Users can not only customize the source of the Flume, but also customize the flume sink, the user-defined sink in flume only need to inherit a base class: Abstractsink, and then implement the method in it, For example, my current requirement is that as long as the user uses my custom sink, then it needs to provide a file name, if there is a specific path, you need to fill in the full name of the path, the function is to save the data to the file name, because the user is configuration-based, So instead of having to ignore source sources, let's write the code:
1, to join the project required jar package: Flume-ng-configuration-1.7.0.jar, Flume-ng-core-1.7.0.jar, Flume-ng-sdk-1.7.0.jar
2. Write our custom classes to achieve our needs:
Package com.harderxin.flume.test;
Import Java.io.File;
Import java.io.FileNotFoundException;
Import Java.io.FileOutputStream;
Import java.io.IOException;
Import Org.apache.flume.Channel;
Import Org.apache.flume.Context;
Import org.apache.flume.Event;
Import org.apache.flume.EventDeliveryException;
Import org.apache.flume.Transaction;
Import org.apache.flume.conf.Configurable;
Import Org.apache.flume.sink.AbstractSink;
Import Org.slf4j.Logger;
Import Org.slf4j.LoggerFactory; public class Mysinks extends Abstractsink implements configurable {private static final Logger Logger = loggerfactory
. GetLogger (Mysinks.class);
private static final String Prop_key_rootpath = "FileName";
Private String FileName;
@Override public void Configure (context context) {FileName = context.getstring (Prop_key_rootpath);
} @Override Public Status process () throws eventdeliveryexception {Channel ch = getchannel (); Get the transaction TraNsaction Txn = Ch.gettransaction ();
Event Event =null;
Begin the transaction txn.begin ();
while (true) {event = Ch.take ();
if (event!=null) {break;
}} try {logger.debug ("Get event.");
String BODY = new String (Event.getbody ());
System.out.println ("Event.getbody ()-----" + body);
String res = body + ":" + system.currenttimemillis () + "\ r \ n";
File File = new file (fileName);
FileOutputStream fos = null;
try {fos = new FileOutputStream (file, true);
} catch (FileNotFoundException e) {e.printstacktrace ();
} try {Fos.write (res.getbytes ());
} catch (IOException e) {e.printstacktrace ();
} try {fos.close (); } catch (IOException E) {e.printstacktrace ();
} txn.commit ();
return status.ready;
} catch (Throwable th) {txn.rollback ();
if (th instanceof error) {throw (error) th;
} else {throw new eventdeliveryexception (TH);
}} finally {Txn.close ();
}
}
}
3, the project into a jar package, placed in the Flume decompression Lib file, the dependency package does not need to put in, because Flume in the Lib directory already exists
4. Write our configuration file:
# Specify the component name of the agent
a1.sources = R1
a1.sinks = K1
a1.channels = C1
# Specify the flume source (the path to listen on)

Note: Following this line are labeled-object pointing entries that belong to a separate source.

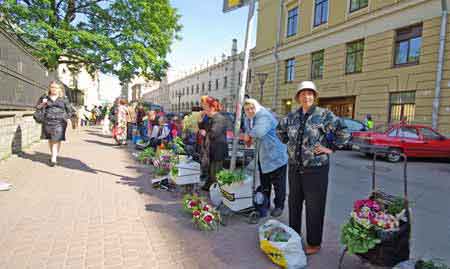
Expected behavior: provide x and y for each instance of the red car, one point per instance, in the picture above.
(411, 139)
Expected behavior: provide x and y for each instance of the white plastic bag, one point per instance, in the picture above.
(288, 254)
(215, 195)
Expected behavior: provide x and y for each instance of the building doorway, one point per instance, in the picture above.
(341, 106)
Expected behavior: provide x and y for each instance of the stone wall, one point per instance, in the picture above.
(18, 130)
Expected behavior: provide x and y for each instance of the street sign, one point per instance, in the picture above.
(229, 5)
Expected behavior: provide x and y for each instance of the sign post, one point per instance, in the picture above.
(228, 6)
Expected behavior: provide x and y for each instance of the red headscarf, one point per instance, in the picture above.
(211, 102)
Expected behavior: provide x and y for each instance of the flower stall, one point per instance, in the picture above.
(379, 227)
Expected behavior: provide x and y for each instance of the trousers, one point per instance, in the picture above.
(309, 186)
(277, 178)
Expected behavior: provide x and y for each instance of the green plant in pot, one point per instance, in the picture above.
(227, 177)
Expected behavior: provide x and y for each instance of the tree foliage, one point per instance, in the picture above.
(123, 37)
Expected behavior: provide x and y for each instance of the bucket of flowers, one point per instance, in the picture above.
(203, 214)
(379, 227)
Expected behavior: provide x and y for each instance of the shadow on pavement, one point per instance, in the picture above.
(65, 162)
(101, 143)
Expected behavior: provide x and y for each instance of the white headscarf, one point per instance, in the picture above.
(255, 103)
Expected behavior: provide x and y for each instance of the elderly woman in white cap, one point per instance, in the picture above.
(272, 153)
(305, 132)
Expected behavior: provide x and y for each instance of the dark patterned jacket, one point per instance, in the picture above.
(302, 133)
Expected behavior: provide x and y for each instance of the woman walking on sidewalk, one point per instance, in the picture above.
(272, 161)
(57, 111)
(214, 131)
(305, 132)
(120, 126)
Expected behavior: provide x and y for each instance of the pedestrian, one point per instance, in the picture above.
(214, 131)
(272, 161)
(140, 114)
(57, 111)
(305, 132)
(106, 122)
(131, 120)
(120, 127)
(368, 121)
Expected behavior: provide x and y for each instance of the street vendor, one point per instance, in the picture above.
(215, 148)
(305, 132)
(272, 161)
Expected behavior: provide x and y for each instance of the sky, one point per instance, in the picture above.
(207, 33)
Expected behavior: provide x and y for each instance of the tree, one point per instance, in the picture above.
(124, 37)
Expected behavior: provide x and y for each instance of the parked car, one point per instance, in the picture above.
(413, 140)
(353, 126)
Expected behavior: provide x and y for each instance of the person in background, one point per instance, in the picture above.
(160, 133)
(214, 132)
(131, 120)
(272, 161)
(305, 132)
(57, 111)
(140, 114)
(120, 127)
(368, 121)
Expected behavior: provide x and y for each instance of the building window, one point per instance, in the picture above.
(320, 12)
(290, 70)
(355, 52)
(408, 42)
(292, 22)
(358, 4)
(317, 65)
(402, 106)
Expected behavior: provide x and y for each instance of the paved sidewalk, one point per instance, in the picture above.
(98, 210)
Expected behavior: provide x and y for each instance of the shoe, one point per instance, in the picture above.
(276, 212)
(311, 250)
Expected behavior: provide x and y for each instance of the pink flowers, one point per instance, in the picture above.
(203, 215)
(369, 214)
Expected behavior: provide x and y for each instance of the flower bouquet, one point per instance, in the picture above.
(377, 232)
(203, 215)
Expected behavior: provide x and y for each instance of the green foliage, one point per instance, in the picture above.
(357, 238)
(122, 37)
(146, 154)
(226, 177)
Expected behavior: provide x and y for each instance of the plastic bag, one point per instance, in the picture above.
(282, 245)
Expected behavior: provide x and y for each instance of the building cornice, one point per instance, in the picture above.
(376, 22)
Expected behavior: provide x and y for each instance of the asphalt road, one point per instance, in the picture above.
(428, 191)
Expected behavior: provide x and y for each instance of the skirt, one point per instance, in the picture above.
(54, 130)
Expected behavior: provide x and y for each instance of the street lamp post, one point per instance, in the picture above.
(262, 79)
(179, 98)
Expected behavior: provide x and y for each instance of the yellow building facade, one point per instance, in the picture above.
(375, 57)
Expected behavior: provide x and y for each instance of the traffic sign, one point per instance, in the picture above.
(229, 5)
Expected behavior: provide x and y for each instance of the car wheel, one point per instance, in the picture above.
(394, 155)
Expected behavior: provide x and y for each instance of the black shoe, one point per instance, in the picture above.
(276, 212)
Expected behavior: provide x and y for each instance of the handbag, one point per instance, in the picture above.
(39, 115)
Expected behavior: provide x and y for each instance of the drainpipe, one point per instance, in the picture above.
(440, 66)
(276, 57)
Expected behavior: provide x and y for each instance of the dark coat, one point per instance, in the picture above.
(56, 115)
(216, 137)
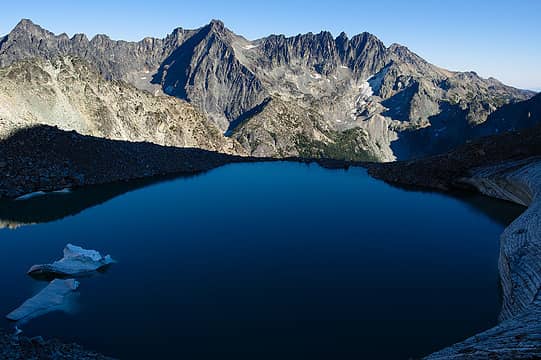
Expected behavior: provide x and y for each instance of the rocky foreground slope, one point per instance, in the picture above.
(22, 348)
(352, 98)
(507, 167)
(45, 158)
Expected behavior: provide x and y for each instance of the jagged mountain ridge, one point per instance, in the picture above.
(68, 93)
(352, 85)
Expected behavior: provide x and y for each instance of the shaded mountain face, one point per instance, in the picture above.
(66, 92)
(288, 96)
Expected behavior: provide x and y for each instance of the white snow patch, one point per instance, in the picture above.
(54, 297)
(31, 195)
(76, 262)
(376, 80)
(42, 193)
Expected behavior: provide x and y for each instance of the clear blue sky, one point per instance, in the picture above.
(493, 37)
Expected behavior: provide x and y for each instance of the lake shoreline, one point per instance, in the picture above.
(21, 348)
(506, 167)
(50, 159)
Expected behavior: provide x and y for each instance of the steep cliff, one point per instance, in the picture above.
(67, 93)
(355, 85)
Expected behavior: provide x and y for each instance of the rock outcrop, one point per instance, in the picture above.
(506, 166)
(388, 97)
(519, 334)
(23, 348)
(45, 158)
(67, 92)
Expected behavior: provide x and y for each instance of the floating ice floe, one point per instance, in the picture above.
(54, 297)
(75, 263)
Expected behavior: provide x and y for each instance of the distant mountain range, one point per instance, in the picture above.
(311, 95)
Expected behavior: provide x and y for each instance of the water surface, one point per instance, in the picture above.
(264, 261)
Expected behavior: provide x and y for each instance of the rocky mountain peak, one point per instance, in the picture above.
(27, 28)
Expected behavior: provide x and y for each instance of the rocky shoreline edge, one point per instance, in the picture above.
(23, 348)
(507, 166)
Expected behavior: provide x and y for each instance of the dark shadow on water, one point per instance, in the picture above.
(501, 211)
(56, 206)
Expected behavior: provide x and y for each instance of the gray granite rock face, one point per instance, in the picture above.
(355, 85)
(68, 93)
(519, 334)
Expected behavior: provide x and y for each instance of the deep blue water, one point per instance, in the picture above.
(264, 261)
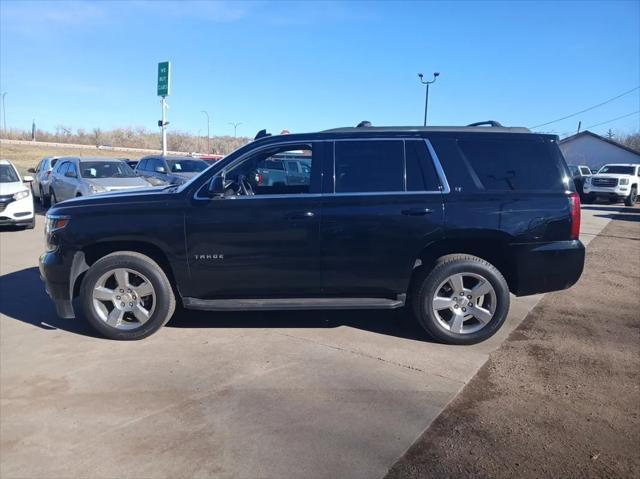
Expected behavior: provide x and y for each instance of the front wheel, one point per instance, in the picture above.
(127, 296)
(462, 300)
(633, 196)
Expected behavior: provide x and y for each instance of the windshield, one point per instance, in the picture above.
(187, 166)
(8, 174)
(105, 169)
(617, 169)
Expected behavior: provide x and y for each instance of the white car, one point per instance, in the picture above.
(617, 182)
(16, 200)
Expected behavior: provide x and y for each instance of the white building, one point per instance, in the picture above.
(586, 148)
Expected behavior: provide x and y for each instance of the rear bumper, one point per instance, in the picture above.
(541, 268)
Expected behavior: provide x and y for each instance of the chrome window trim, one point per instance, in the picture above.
(439, 170)
(444, 188)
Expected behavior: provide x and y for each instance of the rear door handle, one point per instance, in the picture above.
(417, 211)
(301, 215)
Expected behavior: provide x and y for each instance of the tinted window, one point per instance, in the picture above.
(369, 166)
(617, 169)
(105, 169)
(187, 166)
(8, 174)
(512, 164)
(421, 175)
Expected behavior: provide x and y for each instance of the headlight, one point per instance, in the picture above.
(21, 194)
(55, 222)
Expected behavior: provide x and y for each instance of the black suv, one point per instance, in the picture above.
(445, 220)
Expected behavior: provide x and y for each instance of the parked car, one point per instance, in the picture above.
(615, 182)
(16, 200)
(284, 170)
(579, 174)
(132, 163)
(445, 221)
(170, 170)
(73, 177)
(42, 179)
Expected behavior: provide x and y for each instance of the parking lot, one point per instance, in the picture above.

A1.sources.r1.type = netcat
a1.sources.r1.bind = localhost
a1.sources.r1.port = 5678
# specify flume sink
A1.sinks.k1.type = com.harderxin.flume.test.MySinks
a1.sinks.k1.fileName = d://flume-test//sink//mysinks.txt
# Specify flume channel
a1.channels.c1.type = memory
a1.channels.c1.capacity =
a1.channels.c1.transactionCapacity =
# bind source and sink to channel
a1.sources.r1.channels = C1
A1.sinks.k1.channel = C1
Description: The source in the configuration file is the user listens to the local 5678 port on the console telnet command, and then according to the information entered, this information is saved to our configured file according to our custom sink, The A1.sinks.k1.fileName attribute defined in the file is the property of our custom sink, which allows the user to configure the corresponding directory to be created in advance.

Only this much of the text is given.